Government plans to clamp down on tax avoidance by individuals with more than £1 million in assets have been deemed a boon to enterprise investment schemes (EIS) and venture capital trusts (VCTs).
In the annual Autumn Statement address, Chancellor George Osborne said some of the extra £77 million committed to HMRC would go towards expanding its Affluent Unit to ‘deal more effectively’ with people of a £1 million net worth.
The government said it would seek to close ‘aggressive’ tax avoidance schemes – a move likely to appease the public given the recent high profile exposes of stars from TV and film caught using tax maximisation schemes to pay as little as 1.25% tax on their earnings.
Steve Petrie, director of private clients at Towergate Financial said clients should continue to make use of statutory tax reliefs, particularly those where the government has been encouraging investment in vehicles such as EISs and VCTs.
‘I think that they should be looking at all of the statutory reliefs, so the main ones will be VCTs, EIS and Business Premises Renovation Allowances… EIS are going to be big.’
EIS will be especially useful, since this year, clients will be able to carry over 30% tax relief for the first time this year - in comparison to the previous rate of 20%.
Sophie Dworetzsky, partner in international law firm Withers, said the government’s move was a significant widening of the net, and people would have to be ‘very, very careful with their tax obligations’.
‘People need to be aware the Revenue will be taking an increased interest in the affairs of more people than they have previously,’ she said, cautioning that anyone looking for a ‘magic bullet’ would end up in trouble.
‘There are all sorts of streamlining measures and I don’t think there is a magic bullet.
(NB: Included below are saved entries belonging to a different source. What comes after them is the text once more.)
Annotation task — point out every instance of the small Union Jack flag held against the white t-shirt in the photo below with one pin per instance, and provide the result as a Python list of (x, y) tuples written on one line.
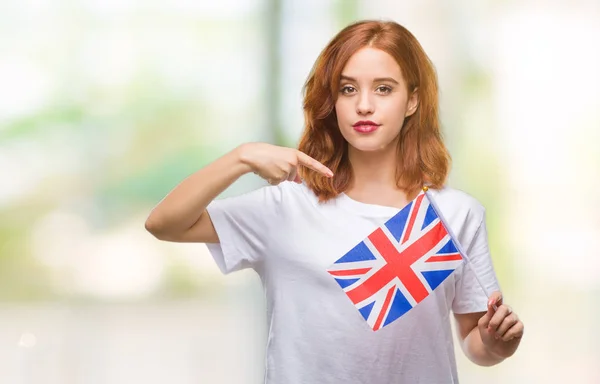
[(398, 265)]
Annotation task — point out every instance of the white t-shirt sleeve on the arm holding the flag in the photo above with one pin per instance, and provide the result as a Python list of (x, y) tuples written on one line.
[(469, 295)]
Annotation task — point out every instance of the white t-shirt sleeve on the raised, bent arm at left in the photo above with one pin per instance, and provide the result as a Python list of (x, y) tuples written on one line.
[(242, 224)]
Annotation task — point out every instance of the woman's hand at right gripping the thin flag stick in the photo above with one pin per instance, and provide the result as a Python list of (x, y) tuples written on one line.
[(501, 330)]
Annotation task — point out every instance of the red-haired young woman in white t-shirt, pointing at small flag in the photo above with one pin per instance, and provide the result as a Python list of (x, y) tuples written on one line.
[(371, 141)]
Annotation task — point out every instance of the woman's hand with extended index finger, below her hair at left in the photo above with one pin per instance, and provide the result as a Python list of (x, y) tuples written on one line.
[(277, 164)]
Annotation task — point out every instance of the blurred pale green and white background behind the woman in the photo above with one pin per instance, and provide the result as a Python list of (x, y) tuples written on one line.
[(106, 105)]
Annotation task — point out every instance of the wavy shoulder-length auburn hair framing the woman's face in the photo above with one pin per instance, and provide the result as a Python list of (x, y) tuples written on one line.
[(422, 156)]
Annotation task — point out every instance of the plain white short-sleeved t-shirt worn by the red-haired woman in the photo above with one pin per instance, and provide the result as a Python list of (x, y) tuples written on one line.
[(315, 334)]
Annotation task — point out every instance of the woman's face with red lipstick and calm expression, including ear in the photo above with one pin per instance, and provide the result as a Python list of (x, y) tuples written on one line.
[(373, 101)]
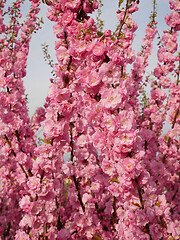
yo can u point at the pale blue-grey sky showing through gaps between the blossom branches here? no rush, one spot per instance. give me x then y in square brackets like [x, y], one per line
[39, 73]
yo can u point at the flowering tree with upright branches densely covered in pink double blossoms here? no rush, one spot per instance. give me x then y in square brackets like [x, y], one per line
[122, 180]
Going around looking for a thing that will get you less [tax] will get you investigated.’
She said she expected increased interest in VCTs and EIS, especially the more ‘impressive’ and well established schemes.
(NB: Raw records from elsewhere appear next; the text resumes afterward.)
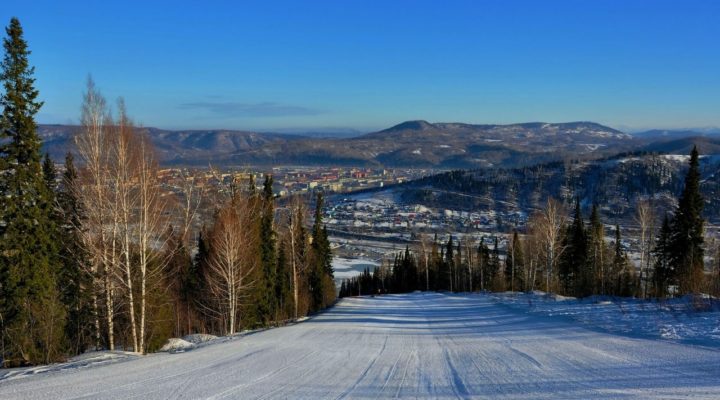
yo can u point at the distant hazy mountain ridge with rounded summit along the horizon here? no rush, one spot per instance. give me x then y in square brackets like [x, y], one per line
[410, 144]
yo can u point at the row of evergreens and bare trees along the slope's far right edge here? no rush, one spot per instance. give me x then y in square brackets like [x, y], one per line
[562, 252]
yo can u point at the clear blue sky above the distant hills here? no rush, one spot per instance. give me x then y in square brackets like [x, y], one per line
[370, 64]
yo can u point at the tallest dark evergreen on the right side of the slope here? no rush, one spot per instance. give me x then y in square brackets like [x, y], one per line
[687, 251]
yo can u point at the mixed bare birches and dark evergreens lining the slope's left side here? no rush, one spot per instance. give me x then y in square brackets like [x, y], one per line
[102, 256]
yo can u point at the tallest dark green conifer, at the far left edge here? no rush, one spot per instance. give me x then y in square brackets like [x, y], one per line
[33, 317]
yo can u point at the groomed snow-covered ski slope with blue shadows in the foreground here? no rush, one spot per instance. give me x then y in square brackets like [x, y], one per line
[406, 346]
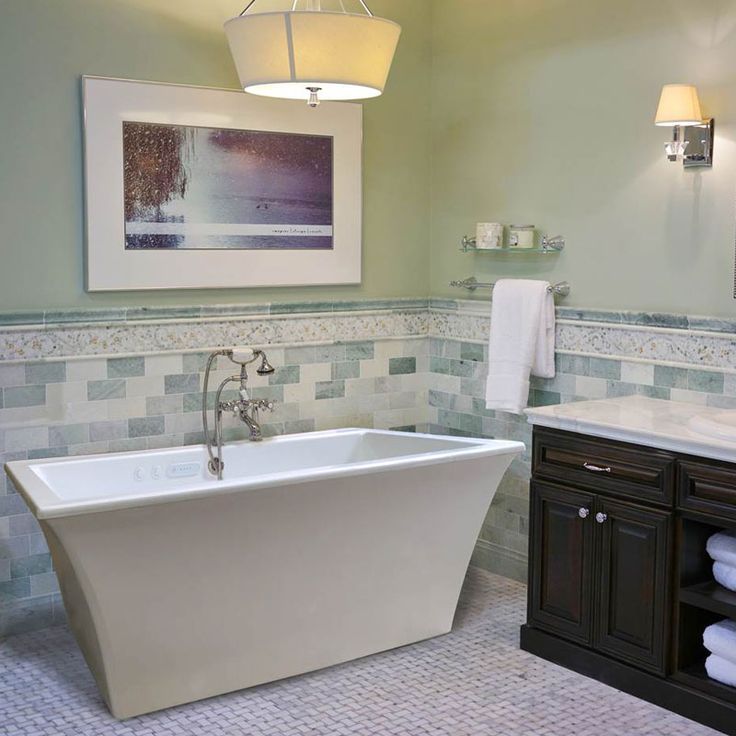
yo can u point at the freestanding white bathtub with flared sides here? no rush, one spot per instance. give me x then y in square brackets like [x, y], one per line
[315, 549]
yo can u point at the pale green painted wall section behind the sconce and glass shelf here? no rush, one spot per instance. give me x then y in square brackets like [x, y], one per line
[543, 113]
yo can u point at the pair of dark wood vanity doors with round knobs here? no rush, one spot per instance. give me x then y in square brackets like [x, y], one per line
[599, 573]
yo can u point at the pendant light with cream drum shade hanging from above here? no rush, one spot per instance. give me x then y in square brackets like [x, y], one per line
[307, 53]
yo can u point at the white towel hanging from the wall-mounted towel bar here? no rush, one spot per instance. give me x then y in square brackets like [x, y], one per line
[522, 342]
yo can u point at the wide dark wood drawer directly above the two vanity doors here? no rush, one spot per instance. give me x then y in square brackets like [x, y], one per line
[604, 466]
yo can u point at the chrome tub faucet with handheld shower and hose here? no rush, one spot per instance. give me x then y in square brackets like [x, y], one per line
[244, 407]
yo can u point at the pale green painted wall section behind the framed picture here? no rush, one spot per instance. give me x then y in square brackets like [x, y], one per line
[45, 45]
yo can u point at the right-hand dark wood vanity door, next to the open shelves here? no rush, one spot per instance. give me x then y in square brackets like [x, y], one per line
[633, 583]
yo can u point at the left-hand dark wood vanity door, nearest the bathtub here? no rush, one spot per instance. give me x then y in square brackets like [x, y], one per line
[561, 561]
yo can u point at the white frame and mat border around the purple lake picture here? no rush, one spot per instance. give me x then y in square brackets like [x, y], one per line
[110, 266]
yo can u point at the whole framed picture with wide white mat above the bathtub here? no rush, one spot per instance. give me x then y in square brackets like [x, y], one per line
[197, 188]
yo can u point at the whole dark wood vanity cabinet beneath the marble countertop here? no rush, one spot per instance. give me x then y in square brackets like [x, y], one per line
[620, 584]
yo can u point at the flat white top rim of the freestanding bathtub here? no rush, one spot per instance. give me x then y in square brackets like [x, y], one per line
[45, 504]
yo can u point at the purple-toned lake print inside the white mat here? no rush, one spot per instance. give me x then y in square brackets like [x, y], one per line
[195, 187]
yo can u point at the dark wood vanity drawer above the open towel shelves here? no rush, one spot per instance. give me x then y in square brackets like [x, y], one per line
[707, 486]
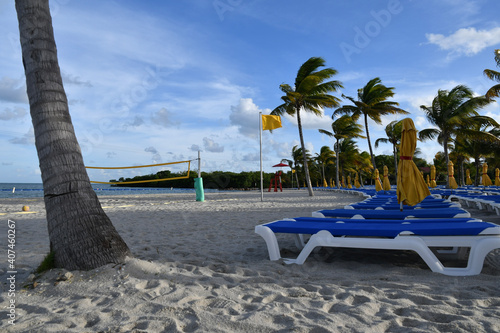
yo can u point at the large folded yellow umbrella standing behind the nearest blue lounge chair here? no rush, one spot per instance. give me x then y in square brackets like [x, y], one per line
[411, 187]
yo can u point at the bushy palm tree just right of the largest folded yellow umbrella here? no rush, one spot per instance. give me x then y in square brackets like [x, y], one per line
[451, 112]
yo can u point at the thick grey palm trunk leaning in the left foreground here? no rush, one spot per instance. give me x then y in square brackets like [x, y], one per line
[81, 234]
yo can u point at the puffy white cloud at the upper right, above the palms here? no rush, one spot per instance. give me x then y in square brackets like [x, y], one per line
[466, 41]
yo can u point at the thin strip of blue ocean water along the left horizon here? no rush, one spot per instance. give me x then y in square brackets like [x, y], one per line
[35, 190]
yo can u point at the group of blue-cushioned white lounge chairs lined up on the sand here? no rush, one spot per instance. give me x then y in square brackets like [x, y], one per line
[427, 230]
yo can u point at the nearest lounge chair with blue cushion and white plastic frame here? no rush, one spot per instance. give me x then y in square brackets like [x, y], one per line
[480, 237]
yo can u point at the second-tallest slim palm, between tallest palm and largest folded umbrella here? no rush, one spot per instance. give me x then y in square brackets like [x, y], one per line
[371, 103]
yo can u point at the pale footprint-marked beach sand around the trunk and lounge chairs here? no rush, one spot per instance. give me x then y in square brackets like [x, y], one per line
[199, 267]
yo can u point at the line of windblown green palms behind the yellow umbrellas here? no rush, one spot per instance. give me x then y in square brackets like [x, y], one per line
[458, 127]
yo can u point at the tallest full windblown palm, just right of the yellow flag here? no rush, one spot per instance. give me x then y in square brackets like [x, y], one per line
[310, 94]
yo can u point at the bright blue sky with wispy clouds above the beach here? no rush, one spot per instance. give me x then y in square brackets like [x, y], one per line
[156, 81]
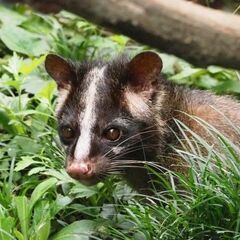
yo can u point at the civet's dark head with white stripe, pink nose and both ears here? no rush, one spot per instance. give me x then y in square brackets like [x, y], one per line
[104, 112]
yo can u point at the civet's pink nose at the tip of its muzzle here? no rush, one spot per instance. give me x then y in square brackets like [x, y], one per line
[80, 170]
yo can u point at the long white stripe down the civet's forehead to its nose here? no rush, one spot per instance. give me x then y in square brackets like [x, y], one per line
[88, 116]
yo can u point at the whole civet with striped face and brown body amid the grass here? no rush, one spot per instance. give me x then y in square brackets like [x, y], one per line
[114, 116]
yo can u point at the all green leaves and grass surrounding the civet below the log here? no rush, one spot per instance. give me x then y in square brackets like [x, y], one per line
[39, 201]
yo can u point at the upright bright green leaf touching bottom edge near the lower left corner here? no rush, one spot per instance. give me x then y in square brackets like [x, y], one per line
[23, 212]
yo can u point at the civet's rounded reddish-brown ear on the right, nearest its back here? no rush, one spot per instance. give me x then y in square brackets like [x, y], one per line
[143, 71]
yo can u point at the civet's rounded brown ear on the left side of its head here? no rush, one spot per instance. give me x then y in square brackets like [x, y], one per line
[60, 70]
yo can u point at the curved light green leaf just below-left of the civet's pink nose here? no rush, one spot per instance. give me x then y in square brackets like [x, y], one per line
[41, 189]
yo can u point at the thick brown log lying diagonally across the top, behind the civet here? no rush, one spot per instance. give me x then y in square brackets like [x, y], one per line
[198, 34]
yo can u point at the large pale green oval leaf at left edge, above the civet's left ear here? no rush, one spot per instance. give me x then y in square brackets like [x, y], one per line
[22, 41]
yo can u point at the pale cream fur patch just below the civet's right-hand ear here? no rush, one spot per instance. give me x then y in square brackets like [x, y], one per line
[137, 105]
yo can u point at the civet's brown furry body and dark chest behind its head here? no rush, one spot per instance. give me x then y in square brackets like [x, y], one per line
[174, 102]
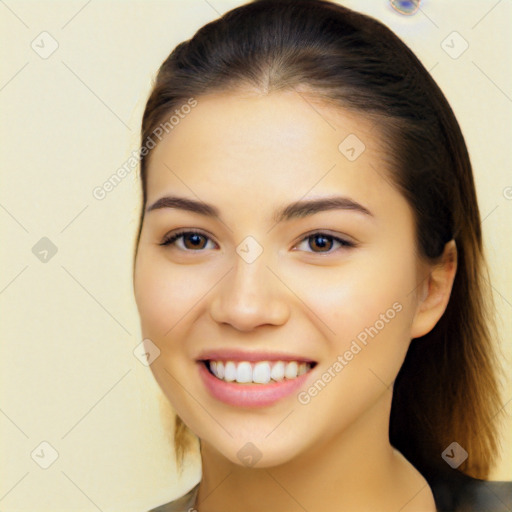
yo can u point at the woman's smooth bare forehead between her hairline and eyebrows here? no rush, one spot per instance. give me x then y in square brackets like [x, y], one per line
[269, 148]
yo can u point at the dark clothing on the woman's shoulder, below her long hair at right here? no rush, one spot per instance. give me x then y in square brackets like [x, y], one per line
[455, 491]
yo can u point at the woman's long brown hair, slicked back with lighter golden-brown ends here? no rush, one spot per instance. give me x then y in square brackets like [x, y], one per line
[447, 389]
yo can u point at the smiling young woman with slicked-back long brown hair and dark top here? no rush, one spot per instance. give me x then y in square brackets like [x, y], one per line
[309, 266]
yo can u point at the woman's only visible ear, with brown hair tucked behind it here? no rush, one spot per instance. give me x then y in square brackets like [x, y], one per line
[434, 291]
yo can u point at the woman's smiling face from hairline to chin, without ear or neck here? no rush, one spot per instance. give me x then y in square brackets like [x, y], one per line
[253, 285]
Turning to the kind of evasion the government is likely to be focusing on, Neal Todd, corporate tax partner at Berwin Leighton Paisner said he expected any schemes where money is hidden to come under fire.
‘I suspect a great deal of [tax] planning will and should go on… people wake up and think “I want to buy a property or a company and how can I do that in a way that is tax efficient”, which is perfectly acceptable.’
‘The people who put the General Anti-Abuse rules (Gaar) together went specifically at what they called the most egregious or extreme tax planning.’